# Slice problem



## rmduffer (Oct 5, 2006)

Hello,

I've been slowly getting back into golf. For the last month, I have just been wearing regulary tennis shoes to the range and my shots have been pretty good. I decided i'm going to try and stick with playing the game a bit more, so I bought some golf shoes. First bucket at the range, almost every ball I hit was going off to the right. Not tailing off, but just straight and right. I had to really change my stance to the left to make the correction. Only thing that has changed has been the shoes. I feel much more stable, but maybe it's changed my stroke.
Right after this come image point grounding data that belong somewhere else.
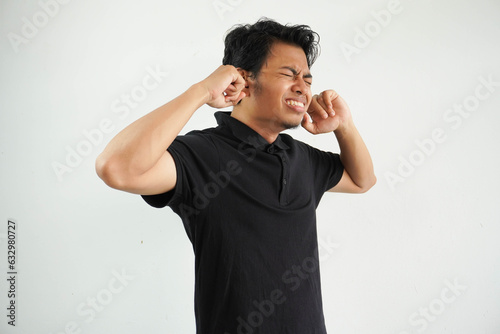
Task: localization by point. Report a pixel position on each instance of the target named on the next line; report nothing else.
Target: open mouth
(295, 103)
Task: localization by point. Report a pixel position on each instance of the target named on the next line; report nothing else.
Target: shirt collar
(246, 134)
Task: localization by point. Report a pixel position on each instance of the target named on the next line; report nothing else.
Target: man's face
(282, 90)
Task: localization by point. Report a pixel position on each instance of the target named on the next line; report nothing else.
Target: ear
(247, 76)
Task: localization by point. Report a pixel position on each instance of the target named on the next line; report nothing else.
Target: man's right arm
(136, 159)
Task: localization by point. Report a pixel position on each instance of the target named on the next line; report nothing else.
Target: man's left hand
(328, 112)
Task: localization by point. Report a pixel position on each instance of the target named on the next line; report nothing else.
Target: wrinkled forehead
(287, 55)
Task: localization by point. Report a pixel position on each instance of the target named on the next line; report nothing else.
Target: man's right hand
(225, 87)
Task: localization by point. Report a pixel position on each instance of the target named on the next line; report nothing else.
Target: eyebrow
(294, 71)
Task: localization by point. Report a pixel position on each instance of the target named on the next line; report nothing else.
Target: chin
(289, 126)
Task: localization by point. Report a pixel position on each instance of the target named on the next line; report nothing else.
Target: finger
(326, 103)
(308, 124)
(317, 108)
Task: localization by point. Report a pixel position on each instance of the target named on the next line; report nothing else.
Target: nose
(300, 87)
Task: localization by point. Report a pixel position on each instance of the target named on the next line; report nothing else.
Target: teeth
(295, 103)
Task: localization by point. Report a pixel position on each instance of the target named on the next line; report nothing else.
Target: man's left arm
(329, 112)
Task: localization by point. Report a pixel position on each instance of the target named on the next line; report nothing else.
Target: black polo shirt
(248, 208)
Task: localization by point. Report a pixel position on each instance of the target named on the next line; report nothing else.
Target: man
(246, 193)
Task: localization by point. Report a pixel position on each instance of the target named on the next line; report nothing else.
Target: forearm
(355, 156)
(139, 146)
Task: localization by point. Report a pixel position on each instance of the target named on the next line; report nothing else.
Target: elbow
(108, 171)
(370, 182)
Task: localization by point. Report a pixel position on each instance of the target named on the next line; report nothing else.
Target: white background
(391, 251)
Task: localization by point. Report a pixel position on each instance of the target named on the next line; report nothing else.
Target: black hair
(247, 46)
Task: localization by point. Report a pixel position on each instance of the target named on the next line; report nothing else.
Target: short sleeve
(194, 156)
(326, 167)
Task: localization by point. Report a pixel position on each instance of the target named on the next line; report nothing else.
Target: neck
(262, 127)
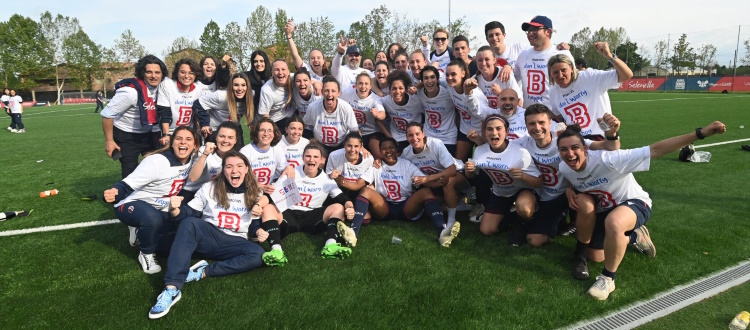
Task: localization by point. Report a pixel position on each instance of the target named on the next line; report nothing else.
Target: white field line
(720, 143)
(681, 98)
(58, 227)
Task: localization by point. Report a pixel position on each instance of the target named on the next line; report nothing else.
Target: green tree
(83, 58)
(24, 51)
(212, 42)
(683, 56)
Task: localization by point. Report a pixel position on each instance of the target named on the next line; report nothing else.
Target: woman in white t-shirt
(622, 206)
(581, 97)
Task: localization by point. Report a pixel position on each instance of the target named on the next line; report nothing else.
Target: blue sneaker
(196, 271)
(164, 302)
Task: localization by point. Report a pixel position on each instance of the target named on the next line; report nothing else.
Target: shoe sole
(647, 237)
(455, 229)
(158, 315)
(350, 238)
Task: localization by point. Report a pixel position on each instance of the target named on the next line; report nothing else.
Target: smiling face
(280, 71)
(183, 145)
(265, 135)
(312, 159)
(573, 152)
(153, 75)
(226, 138)
(302, 82)
(415, 136)
(562, 74)
(495, 131)
(235, 170)
(389, 151)
(185, 75)
(209, 68)
(294, 131)
(239, 87)
(259, 63)
(538, 126)
(398, 92)
(508, 102)
(486, 63)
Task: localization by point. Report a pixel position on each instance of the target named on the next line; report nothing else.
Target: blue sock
(432, 206)
(361, 205)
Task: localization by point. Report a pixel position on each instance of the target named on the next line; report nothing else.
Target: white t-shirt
(273, 101)
(402, 115)
(584, 100)
(440, 115)
(435, 158)
(156, 179)
(180, 102)
(313, 190)
(331, 128)
(350, 172)
(486, 87)
(498, 165)
(268, 164)
(393, 182)
(300, 105)
(531, 70)
(294, 151)
(608, 176)
(233, 221)
(362, 107)
(472, 110)
(123, 108)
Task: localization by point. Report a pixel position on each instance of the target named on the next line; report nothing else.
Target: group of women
(415, 146)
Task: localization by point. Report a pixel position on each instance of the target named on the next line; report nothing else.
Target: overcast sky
(156, 23)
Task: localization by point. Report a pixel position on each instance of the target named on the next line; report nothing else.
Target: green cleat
(347, 233)
(335, 250)
(274, 258)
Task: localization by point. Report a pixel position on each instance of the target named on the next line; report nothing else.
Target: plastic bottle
(47, 193)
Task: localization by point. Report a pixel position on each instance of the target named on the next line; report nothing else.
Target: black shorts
(642, 213)
(304, 221)
(550, 213)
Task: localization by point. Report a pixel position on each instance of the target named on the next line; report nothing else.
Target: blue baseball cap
(538, 21)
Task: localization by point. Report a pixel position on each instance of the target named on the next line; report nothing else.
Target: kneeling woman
(215, 225)
(310, 215)
(394, 197)
(142, 198)
(513, 175)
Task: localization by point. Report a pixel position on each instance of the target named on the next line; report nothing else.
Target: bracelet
(699, 134)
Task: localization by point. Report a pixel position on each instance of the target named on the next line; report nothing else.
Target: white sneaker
(347, 233)
(449, 234)
(148, 263)
(133, 239)
(601, 288)
(476, 213)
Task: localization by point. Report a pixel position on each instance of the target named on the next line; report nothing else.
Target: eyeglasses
(535, 30)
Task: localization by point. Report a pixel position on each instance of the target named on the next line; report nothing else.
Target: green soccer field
(89, 277)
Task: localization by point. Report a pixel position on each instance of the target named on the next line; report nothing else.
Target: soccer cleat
(347, 233)
(476, 213)
(196, 271)
(335, 250)
(164, 302)
(449, 234)
(580, 269)
(133, 239)
(643, 242)
(601, 288)
(148, 263)
(274, 258)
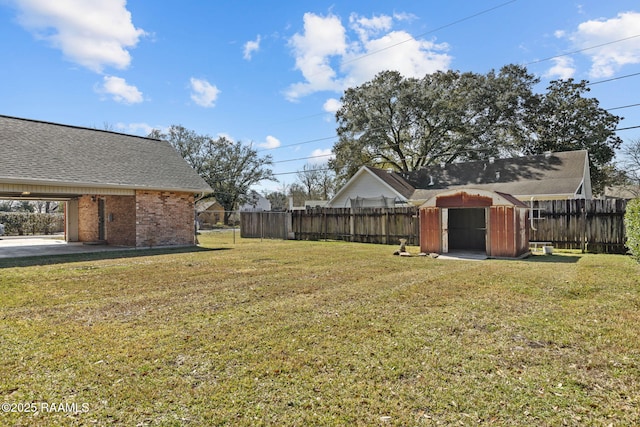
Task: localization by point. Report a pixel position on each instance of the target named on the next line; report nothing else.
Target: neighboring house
(255, 203)
(210, 213)
(373, 187)
(622, 192)
(119, 189)
(550, 176)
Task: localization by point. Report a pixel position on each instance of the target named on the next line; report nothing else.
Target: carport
(117, 189)
(475, 220)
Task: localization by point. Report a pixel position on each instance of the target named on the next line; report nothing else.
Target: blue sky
(271, 73)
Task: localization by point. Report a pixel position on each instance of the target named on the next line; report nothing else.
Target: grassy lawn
(320, 333)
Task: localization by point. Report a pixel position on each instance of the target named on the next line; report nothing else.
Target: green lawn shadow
(38, 260)
(555, 258)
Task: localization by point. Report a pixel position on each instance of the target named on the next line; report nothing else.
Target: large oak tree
(229, 167)
(405, 123)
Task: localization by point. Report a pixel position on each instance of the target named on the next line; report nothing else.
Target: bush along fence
(24, 223)
(589, 225)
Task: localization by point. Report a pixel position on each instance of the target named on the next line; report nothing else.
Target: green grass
(321, 333)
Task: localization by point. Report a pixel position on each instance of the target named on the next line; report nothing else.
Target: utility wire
(624, 106)
(475, 15)
(581, 50)
(612, 79)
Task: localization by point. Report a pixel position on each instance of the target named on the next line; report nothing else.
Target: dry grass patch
(322, 333)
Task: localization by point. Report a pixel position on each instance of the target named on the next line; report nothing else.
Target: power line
(299, 143)
(430, 31)
(624, 106)
(612, 79)
(581, 50)
(627, 128)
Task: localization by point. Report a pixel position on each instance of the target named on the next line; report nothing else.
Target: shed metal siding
(430, 230)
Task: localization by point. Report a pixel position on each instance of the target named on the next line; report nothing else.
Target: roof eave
(55, 183)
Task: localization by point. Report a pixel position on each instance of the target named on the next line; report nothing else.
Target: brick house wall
(87, 219)
(121, 220)
(164, 218)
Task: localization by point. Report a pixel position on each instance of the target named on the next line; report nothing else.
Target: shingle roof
(555, 174)
(47, 153)
(393, 179)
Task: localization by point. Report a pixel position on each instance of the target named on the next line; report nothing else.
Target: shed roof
(43, 153)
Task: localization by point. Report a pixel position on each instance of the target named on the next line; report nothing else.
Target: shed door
(430, 230)
(467, 229)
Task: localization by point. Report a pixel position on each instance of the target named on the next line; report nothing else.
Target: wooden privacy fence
(591, 225)
(365, 225)
(268, 225)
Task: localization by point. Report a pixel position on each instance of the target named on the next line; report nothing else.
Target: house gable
(372, 183)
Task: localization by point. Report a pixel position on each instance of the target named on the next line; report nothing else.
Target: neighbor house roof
(394, 180)
(372, 182)
(545, 176)
(41, 153)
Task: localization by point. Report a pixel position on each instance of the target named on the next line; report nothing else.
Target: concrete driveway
(23, 246)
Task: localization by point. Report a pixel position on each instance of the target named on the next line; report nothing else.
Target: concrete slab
(24, 246)
(464, 255)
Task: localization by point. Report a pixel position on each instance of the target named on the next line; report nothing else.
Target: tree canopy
(406, 123)
(229, 167)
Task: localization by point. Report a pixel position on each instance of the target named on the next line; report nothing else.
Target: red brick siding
(120, 214)
(164, 218)
(87, 219)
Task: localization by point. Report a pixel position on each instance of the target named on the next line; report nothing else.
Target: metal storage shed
(475, 220)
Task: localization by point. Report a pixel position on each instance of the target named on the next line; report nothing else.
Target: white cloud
(365, 27)
(119, 90)
(330, 61)
(606, 60)
(323, 38)
(331, 105)
(320, 156)
(563, 69)
(270, 143)
(92, 33)
(250, 47)
(203, 93)
(410, 57)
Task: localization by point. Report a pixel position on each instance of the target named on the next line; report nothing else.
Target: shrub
(632, 225)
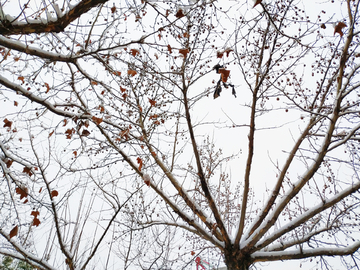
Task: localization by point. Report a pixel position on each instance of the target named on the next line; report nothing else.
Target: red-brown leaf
(85, 133)
(132, 72)
(169, 48)
(47, 87)
(228, 51)
(152, 102)
(139, 161)
(54, 193)
(36, 222)
(147, 179)
(35, 213)
(27, 170)
(14, 231)
(338, 28)
(224, 74)
(8, 162)
(69, 132)
(21, 78)
(179, 14)
(134, 52)
(23, 192)
(184, 52)
(257, 2)
(96, 119)
(7, 123)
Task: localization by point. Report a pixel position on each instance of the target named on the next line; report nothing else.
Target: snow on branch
(21, 47)
(13, 27)
(302, 254)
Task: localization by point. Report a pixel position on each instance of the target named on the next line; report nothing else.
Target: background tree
(112, 145)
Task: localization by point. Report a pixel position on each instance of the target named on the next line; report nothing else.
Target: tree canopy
(145, 134)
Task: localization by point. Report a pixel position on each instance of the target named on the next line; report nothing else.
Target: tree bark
(237, 261)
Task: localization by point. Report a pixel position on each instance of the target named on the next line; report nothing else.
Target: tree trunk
(237, 261)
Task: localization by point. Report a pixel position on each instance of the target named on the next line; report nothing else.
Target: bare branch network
(154, 134)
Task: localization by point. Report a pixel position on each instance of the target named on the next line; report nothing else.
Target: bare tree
(108, 149)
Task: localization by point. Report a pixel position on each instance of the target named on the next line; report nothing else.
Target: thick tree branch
(17, 28)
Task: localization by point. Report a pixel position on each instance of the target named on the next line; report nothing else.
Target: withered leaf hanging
(219, 68)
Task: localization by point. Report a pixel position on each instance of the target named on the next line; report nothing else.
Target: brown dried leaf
(224, 74)
(54, 193)
(184, 52)
(132, 72)
(7, 123)
(257, 2)
(134, 52)
(85, 133)
(96, 121)
(152, 102)
(21, 78)
(47, 87)
(69, 132)
(36, 222)
(139, 161)
(179, 14)
(35, 213)
(14, 231)
(23, 192)
(8, 163)
(27, 170)
(338, 28)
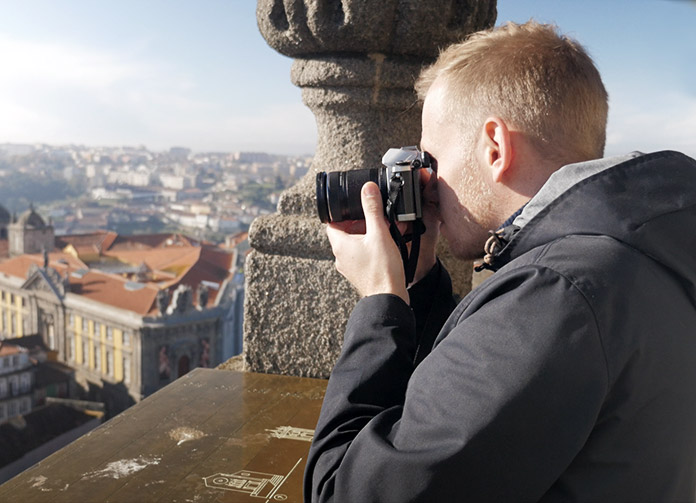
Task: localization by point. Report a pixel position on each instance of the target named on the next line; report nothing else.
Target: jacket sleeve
(496, 411)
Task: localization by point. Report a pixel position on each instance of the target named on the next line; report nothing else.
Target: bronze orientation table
(212, 435)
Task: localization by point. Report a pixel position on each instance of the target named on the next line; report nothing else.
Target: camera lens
(338, 193)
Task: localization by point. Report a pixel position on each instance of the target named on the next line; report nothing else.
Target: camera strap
(410, 261)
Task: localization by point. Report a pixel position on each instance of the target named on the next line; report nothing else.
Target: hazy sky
(164, 73)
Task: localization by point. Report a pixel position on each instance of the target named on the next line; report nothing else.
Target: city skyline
(171, 73)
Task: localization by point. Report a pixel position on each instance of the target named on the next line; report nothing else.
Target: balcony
(212, 435)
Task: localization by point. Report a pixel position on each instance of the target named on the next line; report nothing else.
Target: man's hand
(365, 251)
(431, 219)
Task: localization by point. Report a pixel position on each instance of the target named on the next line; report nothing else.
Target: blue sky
(162, 73)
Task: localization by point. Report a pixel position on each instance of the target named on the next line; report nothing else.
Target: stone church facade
(130, 311)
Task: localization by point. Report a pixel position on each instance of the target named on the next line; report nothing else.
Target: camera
(338, 192)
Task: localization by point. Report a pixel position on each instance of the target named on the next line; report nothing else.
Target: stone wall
(356, 62)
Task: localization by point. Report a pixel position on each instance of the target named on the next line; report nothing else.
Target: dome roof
(31, 219)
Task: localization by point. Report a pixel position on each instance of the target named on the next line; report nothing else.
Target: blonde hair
(539, 81)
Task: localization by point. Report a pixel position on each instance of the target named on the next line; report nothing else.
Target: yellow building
(134, 311)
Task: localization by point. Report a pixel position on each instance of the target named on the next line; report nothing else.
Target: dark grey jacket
(569, 375)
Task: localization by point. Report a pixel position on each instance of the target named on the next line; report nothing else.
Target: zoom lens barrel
(338, 193)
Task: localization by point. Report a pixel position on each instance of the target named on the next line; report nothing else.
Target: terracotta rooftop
(132, 269)
(10, 349)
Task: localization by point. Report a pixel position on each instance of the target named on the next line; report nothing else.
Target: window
(97, 357)
(25, 383)
(14, 385)
(109, 363)
(126, 369)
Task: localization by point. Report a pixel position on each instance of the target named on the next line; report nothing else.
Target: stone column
(356, 62)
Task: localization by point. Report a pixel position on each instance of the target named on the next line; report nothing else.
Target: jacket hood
(647, 201)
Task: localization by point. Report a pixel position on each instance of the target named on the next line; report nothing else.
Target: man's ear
(497, 147)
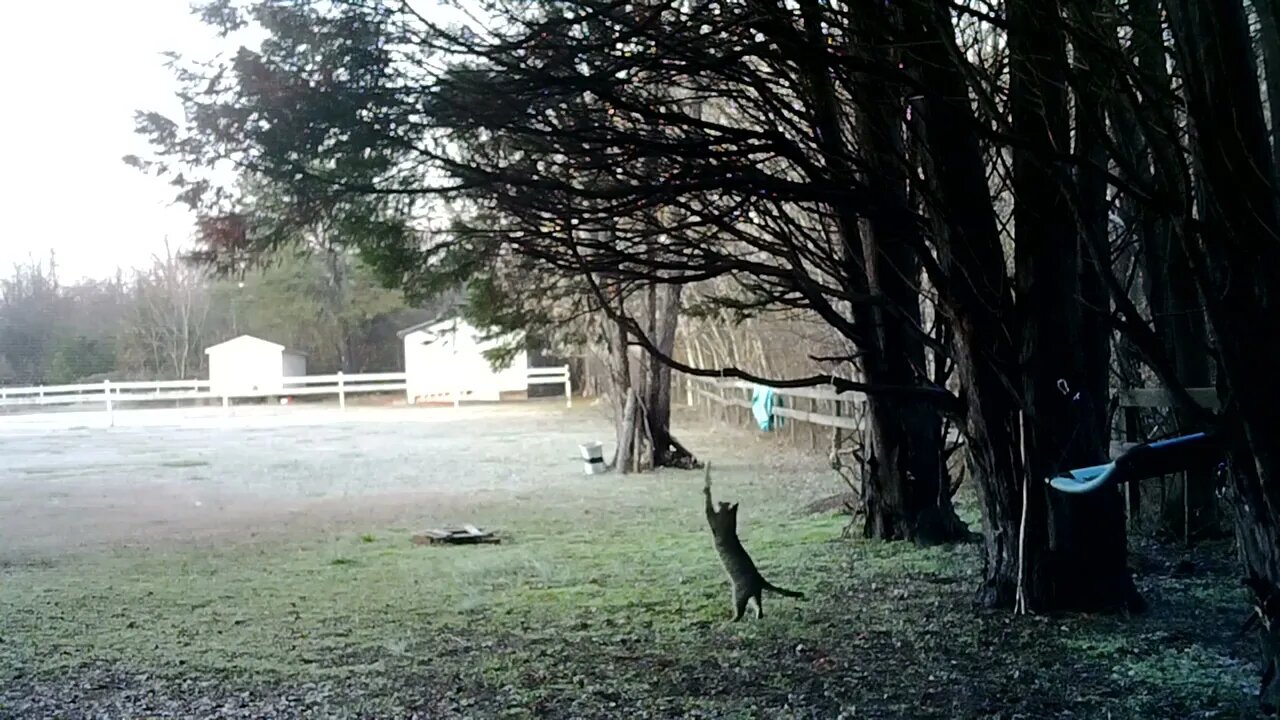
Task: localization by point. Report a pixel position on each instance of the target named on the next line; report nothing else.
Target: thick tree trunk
(664, 315)
(1060, 351)
(627, 418)
(978, 297)
(1169, 285)
(1239, 245)
(905, 493)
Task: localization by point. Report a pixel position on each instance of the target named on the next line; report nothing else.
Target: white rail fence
(823, 406)
(112, 395)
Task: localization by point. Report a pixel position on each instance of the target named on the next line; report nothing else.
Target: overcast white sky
(72, 74)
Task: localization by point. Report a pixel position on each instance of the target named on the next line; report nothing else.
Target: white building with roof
(446, 358)
(251, 365)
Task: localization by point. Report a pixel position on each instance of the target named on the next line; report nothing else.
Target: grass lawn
(606, 600)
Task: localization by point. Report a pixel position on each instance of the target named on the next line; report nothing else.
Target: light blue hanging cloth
(763, 400)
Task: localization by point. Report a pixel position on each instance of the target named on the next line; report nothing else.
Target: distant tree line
(996, 204)
(155, 322)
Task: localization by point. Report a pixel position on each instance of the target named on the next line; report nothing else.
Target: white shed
(248, 365)
(444, 358)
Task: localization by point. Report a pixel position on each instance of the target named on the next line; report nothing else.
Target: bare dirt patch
(192, 475)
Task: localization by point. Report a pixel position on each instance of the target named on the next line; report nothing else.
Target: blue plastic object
(1142, 461)
(763, 399)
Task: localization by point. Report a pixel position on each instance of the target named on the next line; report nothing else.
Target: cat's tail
(771, 587)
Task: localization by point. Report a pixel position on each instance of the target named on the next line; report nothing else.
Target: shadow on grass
(607, 602)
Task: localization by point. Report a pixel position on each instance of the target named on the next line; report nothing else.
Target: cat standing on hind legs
(748, 582)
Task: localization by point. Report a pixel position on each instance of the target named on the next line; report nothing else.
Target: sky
(72, 74)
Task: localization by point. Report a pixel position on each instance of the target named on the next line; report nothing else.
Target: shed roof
(434, 326)
(240, 341)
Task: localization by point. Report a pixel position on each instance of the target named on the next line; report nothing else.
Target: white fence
(112, 395)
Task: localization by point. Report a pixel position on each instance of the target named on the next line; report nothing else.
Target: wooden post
(568, 390)
(1132, 491)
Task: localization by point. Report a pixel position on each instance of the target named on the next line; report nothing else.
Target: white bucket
(593, 458)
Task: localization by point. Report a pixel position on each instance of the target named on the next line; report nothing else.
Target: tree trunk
(1027, 556)
(905, 493)
(1168, 279)
(1065, 360)
(977, 296)
(1269, 36)
(664, 318)
(622, 396)
(1240, 277)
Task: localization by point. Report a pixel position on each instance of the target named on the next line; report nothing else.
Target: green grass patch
(604, 600)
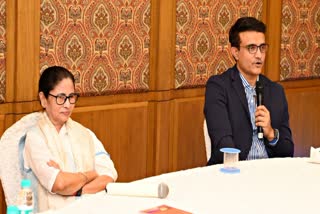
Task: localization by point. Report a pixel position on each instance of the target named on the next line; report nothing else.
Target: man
(230, 101)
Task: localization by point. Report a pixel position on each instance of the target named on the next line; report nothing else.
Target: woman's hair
(51, 77)
(242, 25)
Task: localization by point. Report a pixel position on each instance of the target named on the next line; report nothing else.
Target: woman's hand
(53, 164)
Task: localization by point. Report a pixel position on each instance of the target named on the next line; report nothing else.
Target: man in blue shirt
(230, 101)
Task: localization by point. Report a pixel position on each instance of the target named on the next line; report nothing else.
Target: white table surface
(281, 185)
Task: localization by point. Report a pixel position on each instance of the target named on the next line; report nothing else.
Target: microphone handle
(259, 103)
(138, 189)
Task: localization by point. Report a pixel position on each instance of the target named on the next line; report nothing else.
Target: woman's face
(58, 114)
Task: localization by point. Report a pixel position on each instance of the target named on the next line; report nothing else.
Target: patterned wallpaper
(2, 49)
(202, 37)
(104, 43)
(300, 39)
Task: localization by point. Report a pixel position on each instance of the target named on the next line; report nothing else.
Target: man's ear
(235, 53)
(43, 99)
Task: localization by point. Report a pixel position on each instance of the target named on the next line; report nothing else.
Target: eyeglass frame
(256, 48)
(66, 97)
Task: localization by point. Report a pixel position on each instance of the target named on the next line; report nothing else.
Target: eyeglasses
(252, 48)
(62, 98)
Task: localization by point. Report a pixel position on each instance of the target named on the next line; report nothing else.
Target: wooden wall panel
(304, 104)
(123, 129)
(188, 142)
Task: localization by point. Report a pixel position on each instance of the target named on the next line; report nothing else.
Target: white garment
(36, 155)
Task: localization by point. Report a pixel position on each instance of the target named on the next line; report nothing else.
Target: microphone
(259, 92)
(138, 189)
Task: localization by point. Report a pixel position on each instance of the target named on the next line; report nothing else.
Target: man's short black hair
(244, 24)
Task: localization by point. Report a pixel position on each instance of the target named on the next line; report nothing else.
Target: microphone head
(163, 190)
(259, 87)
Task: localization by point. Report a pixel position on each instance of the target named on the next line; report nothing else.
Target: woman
(67, 158)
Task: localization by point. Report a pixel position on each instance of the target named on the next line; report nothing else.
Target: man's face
(250, 64)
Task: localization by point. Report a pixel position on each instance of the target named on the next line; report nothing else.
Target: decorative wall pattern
(300, 39)
(202, 37)
(2, 50)
(104, 43)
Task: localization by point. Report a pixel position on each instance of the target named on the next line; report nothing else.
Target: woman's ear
(235, 53)
(43, 100)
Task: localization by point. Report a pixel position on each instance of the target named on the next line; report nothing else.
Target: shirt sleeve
(36, 154)
(103, 163)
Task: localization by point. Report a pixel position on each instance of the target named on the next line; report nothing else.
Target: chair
(207, 140)
(10, 152)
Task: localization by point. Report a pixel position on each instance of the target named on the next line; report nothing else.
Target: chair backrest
(207, 139)
(10, 172)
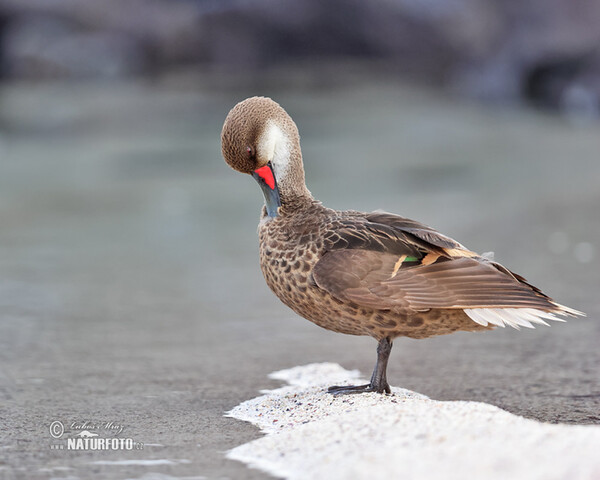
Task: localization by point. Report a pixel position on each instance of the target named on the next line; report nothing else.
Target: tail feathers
(519, 317)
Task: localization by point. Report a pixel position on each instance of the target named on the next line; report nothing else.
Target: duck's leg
(378, 379)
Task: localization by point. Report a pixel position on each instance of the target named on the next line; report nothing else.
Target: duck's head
(261, 139)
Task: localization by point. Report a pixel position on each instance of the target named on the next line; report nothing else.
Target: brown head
(261, 139)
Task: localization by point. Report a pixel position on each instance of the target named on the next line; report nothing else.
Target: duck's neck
(286, 158)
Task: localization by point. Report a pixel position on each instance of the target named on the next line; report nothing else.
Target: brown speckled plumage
(374, 274)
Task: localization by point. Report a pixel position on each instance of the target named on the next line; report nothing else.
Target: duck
(376, 274)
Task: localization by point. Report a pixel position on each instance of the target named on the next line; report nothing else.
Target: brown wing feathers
(383, 267)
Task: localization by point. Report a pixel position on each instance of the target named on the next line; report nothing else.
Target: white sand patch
(140, 462)
(311, 434)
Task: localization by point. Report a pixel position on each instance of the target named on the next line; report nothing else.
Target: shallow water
(130, 286)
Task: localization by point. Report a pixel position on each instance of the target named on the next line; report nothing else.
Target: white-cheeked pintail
(374, 274)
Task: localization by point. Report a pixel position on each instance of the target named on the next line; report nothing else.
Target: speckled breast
(290, 246)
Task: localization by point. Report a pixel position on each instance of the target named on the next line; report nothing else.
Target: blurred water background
(129, 282)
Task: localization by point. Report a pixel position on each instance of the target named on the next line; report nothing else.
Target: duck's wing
(407, 267)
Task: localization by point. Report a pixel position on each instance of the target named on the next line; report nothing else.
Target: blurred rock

What can I do to get my normal stance and straight shot back, besides going back to the tennies?

thanks,
rmduffer


----------



## swingstripe (Nov 3, 2006)

*Block*

From what you're describing it sounds like a typical block. Take some half swings and stop your swing at waist high. Is the toe of the club facing up?


----------



## Police (Oct 26, 2006)

If you have a block there is a drill you could do... it does not have immediate results you have to hit a lot of balls on the range but it works in the long run.

Choose a 6 iron and try to hit it about 80 yards making sure you are using a mini swing.Concentrate on moving the body properly and not using the hands and arms, but be mindfull more than anything of hitting the ball straight.It should be relativitaly easy to time the shots so that the blade is square at impact.After hitting about 10 balls like this, move your distance up 20 yards to 100 yards, after hitting 10 balls like this again move your distance up again to 120 again with another 10 balls.Keep increasing the distance by 20 after every 10 balls until you are swining full.
By this stange you should be swinging in perfect rytham and making squarer contact.

Hope this helps


----------